Fico feliz com a recuperação do amigo Caboré. Ele sofreu um AVC recentemente e se recupera bravamente. Caboré é um decano do jornalismo do RN e conhece como ninguém sua querida Caicó. Madeira que não sobe e cupim não rói nem com a molesta dos cachorros. O bar de Caboré em Natal – Ponta Negra fez história. Reunia a fina flor dos boêmios de Natal, Mossoró, Europa, França e Seridó.

Era um pedaço do Seridó em Natal. Alem dos tradicionais peixes de água-doce, carne de sol, lingüiça e queijos, etc. No bar de Caboré eram servidas outras iguarias sabe Deus de onde. Tudo que era caça comíamos em Caboré. Ribaçã, preá, nambu, curicaca e outros bichos do céu e da terra. Todos esses tiras faziam a festa de uma animada rapaziada amiga do bicho mais famoso do bar: O seu dono, Caboré.

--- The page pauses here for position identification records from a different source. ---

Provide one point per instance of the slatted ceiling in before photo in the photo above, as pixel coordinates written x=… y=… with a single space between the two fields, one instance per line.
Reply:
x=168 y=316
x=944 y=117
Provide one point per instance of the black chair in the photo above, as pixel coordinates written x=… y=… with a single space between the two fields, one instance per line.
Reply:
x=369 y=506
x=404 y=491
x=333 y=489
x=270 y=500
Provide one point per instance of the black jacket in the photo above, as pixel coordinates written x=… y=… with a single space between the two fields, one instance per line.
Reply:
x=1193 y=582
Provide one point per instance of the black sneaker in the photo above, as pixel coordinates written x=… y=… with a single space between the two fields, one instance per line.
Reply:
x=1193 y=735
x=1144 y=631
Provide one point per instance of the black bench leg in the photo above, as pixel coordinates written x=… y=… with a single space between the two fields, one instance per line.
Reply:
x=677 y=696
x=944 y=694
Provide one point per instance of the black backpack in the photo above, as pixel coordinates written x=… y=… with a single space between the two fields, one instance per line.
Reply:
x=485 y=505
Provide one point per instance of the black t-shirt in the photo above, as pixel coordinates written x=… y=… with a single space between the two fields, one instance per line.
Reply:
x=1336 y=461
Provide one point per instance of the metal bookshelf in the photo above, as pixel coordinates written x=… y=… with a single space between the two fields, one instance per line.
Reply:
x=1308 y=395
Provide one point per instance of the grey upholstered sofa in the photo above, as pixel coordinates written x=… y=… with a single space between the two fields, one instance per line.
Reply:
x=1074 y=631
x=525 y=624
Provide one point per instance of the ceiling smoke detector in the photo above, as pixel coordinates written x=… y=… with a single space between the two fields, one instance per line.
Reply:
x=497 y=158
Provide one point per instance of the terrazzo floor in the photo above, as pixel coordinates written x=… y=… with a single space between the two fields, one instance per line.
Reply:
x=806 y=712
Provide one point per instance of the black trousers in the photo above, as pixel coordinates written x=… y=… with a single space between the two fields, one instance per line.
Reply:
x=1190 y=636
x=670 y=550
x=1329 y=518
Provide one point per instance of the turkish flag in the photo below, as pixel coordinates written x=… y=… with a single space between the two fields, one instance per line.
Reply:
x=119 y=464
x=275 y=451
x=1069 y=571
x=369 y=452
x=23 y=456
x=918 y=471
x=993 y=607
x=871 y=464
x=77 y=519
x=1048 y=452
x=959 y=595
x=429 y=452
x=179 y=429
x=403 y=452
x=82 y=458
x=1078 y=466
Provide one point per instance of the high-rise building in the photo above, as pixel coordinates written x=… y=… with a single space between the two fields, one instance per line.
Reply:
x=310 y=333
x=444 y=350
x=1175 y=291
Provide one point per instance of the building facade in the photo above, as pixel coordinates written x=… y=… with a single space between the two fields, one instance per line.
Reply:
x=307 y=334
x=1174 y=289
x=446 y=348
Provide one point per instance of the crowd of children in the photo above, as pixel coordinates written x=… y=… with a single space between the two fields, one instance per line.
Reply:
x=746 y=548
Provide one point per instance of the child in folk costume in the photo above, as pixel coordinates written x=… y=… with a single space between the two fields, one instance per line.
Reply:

Minha esposa só comia os peixes tucunaré ou curimatã. Eu, mais afoito, experimentava de tudo e acreditava no que o dono do bar dizia ser o bicho caçado nas matas e ares seridoenses. A música de Luiz Gonzaga tocava e a conversa era animada. Muitos namoros e buchos nasceram dos viagras servidos no bar de Caboré. Outros ficaram doentes de tanta bebida e caças.

Quando o bar do Caboré fechou foi uma tristeza. Tristeza maior só quando Maria Boa cerrou as portas e toda Natal ficou na mão. O boteco de Caboré não tinha comparação, nem mesmo com o bar da jia.

Após um tempo Caboré abriu um boinho em Ponta Negra para o seu filho vender produtos do sertão. Hoje, Caboré vende seus causos e livros contando as muitas estórias do velho sertão do Seridó amado. Abraços meu amigo. Desejo-lhe plena recuperação.